Пристыженная, удерживаемая от всякой ссоры, почти неспособная дерзить, я бесилась. Повторяю, я не
могу без смущения вспоминать об этих двух неделях. Я вижу себя на берегу Эрдры, одинокую,
вымещающую свою ярость на плоских камешках, которые, если их швырнуть резким движением кисти, долго
прыгают по воде, прежде чем утонуть среди кувшинок. Я вижу себя шагающей по нашей роще, царапая ноги о
ежевичник, который он грозил предать серпу. Я вижу себя ночью бродящей по темному дому, нащупывая путь
кончиками пальцев, успокоенную, счастливую тем, что я могу, лишь слегка коснувшись стены комнаты, сказать,
в каком именно месте я нахожусь, узнать невидимый комод по запаху розового дерева, а он не смог бы этого
сделать, он еще не знает места каждой вещи в шкафах и каждой даты в наших воспоминаниях, потому что он у
меня дома, у моей матери, но не у себя… Счастливая, да, — но всего лишь на секунду, тотчас начиная
задыхаться от досады при мысли о том, что он, однако, спит в той кровати, куда мы уже не можем скользнуть на
заре к маме — рыжая справа, белокурая слева, — чтобы заглушить поцелуями ее протесты и, сцепившись
коленями, высунув нос наружу, свившись в один клубок в теплом гнездышке, поджидать вторжения Натали,
высоко несущей поднос с кофе и молоком и неизменно восклицающей:
— Ну конечно, они уже здесь, окаянные!
Теперь там был он, окаянный! Вытянувшийся во весь рост, наверняка довольный собой, пользующийся
своим законным правом, полный снисходительности к этой трудной девочке, которая в конце концов поймет!

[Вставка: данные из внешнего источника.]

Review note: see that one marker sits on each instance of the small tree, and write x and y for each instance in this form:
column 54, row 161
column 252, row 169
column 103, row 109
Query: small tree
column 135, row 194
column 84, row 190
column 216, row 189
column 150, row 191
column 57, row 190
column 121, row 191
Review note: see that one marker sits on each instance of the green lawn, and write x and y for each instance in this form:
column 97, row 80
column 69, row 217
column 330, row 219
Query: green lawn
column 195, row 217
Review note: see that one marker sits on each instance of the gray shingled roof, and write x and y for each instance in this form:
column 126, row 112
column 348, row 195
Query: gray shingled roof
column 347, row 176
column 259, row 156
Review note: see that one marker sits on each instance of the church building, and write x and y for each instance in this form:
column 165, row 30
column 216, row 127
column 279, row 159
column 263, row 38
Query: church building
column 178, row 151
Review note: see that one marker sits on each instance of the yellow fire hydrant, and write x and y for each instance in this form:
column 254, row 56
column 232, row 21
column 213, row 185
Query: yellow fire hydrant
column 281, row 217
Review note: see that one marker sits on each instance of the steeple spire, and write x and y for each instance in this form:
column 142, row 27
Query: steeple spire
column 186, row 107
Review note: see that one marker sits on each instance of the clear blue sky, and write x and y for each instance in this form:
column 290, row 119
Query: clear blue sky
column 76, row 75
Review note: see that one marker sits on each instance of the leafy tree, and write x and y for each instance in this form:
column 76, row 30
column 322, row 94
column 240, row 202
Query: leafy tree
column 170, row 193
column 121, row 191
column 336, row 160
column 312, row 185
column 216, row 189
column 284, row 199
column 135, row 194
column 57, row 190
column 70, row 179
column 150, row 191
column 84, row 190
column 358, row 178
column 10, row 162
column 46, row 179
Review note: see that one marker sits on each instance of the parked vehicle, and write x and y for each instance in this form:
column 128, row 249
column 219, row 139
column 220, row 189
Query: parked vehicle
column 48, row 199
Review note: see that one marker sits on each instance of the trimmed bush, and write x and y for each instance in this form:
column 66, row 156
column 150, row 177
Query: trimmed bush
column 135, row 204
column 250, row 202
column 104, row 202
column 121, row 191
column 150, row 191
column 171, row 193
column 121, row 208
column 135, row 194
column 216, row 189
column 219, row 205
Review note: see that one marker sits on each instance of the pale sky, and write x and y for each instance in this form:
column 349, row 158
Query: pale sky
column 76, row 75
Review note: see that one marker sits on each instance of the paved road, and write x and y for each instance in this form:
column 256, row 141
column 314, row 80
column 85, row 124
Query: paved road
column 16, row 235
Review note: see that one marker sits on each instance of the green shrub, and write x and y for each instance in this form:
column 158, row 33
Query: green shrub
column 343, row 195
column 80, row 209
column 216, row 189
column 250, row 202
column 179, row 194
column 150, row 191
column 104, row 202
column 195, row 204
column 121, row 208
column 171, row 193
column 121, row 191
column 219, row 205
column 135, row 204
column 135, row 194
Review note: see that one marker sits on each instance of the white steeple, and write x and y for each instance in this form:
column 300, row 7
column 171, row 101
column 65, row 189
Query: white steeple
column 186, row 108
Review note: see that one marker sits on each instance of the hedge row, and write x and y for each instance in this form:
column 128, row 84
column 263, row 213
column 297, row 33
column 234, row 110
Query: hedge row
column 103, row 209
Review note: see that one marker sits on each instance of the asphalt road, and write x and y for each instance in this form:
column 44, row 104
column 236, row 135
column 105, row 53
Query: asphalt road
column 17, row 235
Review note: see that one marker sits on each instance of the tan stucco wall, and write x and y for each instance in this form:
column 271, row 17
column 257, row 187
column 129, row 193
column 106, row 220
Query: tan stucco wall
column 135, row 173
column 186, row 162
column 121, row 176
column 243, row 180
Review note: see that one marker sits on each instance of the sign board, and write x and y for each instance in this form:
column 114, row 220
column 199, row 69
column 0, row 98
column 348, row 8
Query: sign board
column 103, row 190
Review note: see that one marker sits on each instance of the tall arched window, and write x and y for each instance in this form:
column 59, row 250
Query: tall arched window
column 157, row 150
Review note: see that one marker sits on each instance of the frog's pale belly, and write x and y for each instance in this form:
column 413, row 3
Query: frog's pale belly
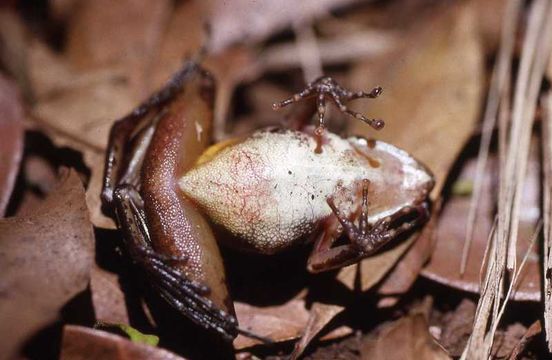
column 271, row 189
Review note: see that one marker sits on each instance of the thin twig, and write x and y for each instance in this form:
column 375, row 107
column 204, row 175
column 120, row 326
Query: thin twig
column 499, row 83
column 547, row 214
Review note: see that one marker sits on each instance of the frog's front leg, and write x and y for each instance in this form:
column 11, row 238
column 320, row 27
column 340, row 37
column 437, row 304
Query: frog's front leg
column 365, row 239
column 326, row 87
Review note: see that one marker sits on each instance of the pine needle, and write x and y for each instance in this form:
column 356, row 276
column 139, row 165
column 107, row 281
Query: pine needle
column 514, row 143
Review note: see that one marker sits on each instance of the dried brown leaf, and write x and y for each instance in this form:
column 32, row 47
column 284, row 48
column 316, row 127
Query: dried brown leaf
column 320, row 315
column 85, row 343
column 252, row 21
column 103, row 34
column 279, row 323
column 405, row 339
column 45, row 260
column 533, row 330
column 432, row 91
column 108, row 298
column 11, row 139
column 457, row 327
column 285, row 322
column 445, row 261
column 401, row 278
column 374, row 268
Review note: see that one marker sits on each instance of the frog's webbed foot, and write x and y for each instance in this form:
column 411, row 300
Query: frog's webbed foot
column 187, row 296
column 326, row 87
column 365, row 239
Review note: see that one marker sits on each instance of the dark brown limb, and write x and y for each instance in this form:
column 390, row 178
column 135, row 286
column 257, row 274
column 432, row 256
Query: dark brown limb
column 186, row 295
column 327, row 88
column 128, row 135
column 365, row 239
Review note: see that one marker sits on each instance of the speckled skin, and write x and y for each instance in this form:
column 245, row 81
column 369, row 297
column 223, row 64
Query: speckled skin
column 271, row 189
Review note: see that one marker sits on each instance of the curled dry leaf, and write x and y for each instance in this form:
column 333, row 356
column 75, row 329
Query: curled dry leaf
column 445, row 262
column 320, row 315
column 260, row 19
column 45, row 260
column 11, row 139
column 408, row 268
column 102, row 34
column 406, row 339
column 285, row 322
column 431, row 101
column 432, row 91
column 108, row 298
column 457, row 327
column 374, row 268
column 86, row 343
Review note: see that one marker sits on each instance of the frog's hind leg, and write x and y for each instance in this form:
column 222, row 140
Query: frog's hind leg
column 132, row 135
column 365, row 239
column 187, row 296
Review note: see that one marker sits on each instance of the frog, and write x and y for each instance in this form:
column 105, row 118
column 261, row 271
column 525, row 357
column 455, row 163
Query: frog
column 171, row 191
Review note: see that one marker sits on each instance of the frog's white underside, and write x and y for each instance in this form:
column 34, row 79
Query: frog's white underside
column 271, row 189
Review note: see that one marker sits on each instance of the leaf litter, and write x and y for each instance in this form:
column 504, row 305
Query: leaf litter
column 433, row 66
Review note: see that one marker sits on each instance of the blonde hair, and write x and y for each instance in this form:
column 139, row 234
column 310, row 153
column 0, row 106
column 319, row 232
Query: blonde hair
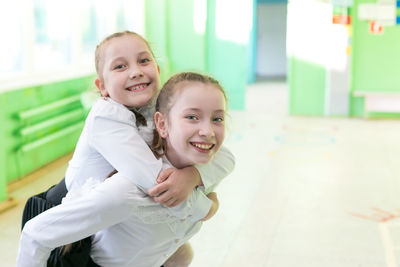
column 164, row 101
column 98, row 54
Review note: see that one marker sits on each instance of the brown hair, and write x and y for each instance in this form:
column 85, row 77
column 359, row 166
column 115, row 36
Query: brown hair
column 98, row 54
column 164, row 101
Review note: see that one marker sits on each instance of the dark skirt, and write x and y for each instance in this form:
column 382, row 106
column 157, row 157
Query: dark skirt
column 79, row 255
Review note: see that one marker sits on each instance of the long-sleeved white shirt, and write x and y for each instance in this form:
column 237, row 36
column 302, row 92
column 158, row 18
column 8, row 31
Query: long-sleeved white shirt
column 118, row 206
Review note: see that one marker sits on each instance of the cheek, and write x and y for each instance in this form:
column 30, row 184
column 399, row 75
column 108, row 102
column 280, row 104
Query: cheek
column 220, row 134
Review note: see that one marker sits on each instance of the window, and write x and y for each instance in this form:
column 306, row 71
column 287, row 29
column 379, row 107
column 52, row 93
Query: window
column 51, row 38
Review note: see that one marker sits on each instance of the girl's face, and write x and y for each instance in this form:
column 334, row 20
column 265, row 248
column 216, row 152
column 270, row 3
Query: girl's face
column 195, row 126
column 130, row 74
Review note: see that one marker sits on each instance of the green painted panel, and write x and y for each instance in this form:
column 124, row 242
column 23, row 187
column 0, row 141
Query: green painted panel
column 37, row 116
column 375, row 57
column 375, row 61
column 357, row 107
column 187, row 49
column 3, row 177
column 227, row 61
column 157, row 34
column 307, row 88
column 173, row 27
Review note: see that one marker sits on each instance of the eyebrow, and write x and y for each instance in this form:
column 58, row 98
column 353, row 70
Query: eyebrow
column 197, row 109
column 123, row 58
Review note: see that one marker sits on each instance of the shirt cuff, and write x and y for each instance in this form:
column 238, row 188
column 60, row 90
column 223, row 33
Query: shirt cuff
column 201, row 206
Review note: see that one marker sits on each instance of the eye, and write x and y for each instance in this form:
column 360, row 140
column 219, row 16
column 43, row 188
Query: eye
column 119, row 66
column 218, row 119
column 144, row 60
column 191, row 117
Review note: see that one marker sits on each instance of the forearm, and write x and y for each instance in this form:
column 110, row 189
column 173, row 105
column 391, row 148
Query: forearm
column 217, row 169
column 66, row 223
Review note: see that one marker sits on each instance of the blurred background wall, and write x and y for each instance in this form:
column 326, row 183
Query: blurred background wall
column 339, row 57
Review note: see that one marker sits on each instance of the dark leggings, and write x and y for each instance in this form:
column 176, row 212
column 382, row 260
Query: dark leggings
column 79, row 255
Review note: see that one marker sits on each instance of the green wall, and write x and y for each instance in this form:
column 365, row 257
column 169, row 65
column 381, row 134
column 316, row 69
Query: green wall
column 307, row 87
column 38, row 125
column 375, row 61
column 374, row 67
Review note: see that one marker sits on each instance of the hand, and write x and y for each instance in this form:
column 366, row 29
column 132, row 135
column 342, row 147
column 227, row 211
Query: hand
column 175, row 185
column 214, row 206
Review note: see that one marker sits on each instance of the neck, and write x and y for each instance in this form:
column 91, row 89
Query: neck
column 174, row 159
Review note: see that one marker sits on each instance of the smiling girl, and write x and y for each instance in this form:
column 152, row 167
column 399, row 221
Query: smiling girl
column 114, row 139
column 190, row 125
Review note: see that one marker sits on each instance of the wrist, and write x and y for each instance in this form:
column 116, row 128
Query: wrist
column 197, row 177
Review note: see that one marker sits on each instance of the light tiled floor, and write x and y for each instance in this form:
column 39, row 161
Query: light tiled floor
column 306, row 191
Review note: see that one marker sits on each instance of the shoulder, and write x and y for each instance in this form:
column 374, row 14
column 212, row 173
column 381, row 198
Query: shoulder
column 111, row 110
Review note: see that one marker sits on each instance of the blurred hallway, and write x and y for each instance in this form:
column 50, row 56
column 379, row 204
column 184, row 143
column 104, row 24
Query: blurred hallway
column 297, row 196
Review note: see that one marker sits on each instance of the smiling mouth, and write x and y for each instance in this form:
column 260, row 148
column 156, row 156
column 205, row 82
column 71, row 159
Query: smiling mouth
column 138, row 87
column 202, row 147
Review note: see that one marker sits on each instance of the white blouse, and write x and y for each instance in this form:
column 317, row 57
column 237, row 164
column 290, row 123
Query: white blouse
column 117, row 210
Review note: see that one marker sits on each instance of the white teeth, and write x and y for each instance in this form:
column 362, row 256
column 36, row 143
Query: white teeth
column 203, row 146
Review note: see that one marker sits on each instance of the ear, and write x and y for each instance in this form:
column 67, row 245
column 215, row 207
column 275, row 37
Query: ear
column 100, row 85
column 161, row 124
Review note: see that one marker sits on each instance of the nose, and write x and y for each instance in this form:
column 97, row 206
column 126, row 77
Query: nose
column 136, row 72
column 206, row 129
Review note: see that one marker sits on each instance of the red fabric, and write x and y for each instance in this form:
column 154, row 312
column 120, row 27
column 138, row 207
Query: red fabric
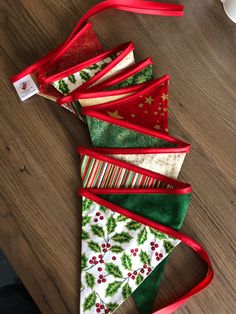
column 136, row 6
column 149, row 110
column 171, row 232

Ведь это и было хуже всего: что он, такой великодушный, кокетничал, проявляя завидное терпение, чтобы
оставаться на высоте и сделать невыносимым положение жалкой мятежницы, теснимой улыбками и авансами,
которые вроде бы даже и не были ей противны!
И я, придерживая край ночной рубашки, снова поднималась по лестнице, считая ступеньки, чтобы не
скрипнуть шестой. На площадке я останавливалась на несколько секунд. Линолеум холодил мои босые ноги.
Напротив, в серой комнате, Нат пыхтела, как паровоз. Справа из-под их двери просачивалась смесь ароматов:
дневных духов, ночного крема, перебиваемых запахом юфти. Я колебалась, второпях настораживала слух.
Обычно там не шептались, и я надеялась услышать эту тишину. Так как однажды, один-единственный раз,
которого мне было достаточно, я расслышала вздох:
— Признаюсь тебе, Изабель, я уж и не знаю, с какого боку подступиться к твоей рыженькой…
И я, пристыженная, уязвленная, влетела в комнату девочек — “розовую комнату”, — где Берта, покрытая
испариной и пахнущая потом, спала, свесив ногу в коридорчик между кроватями.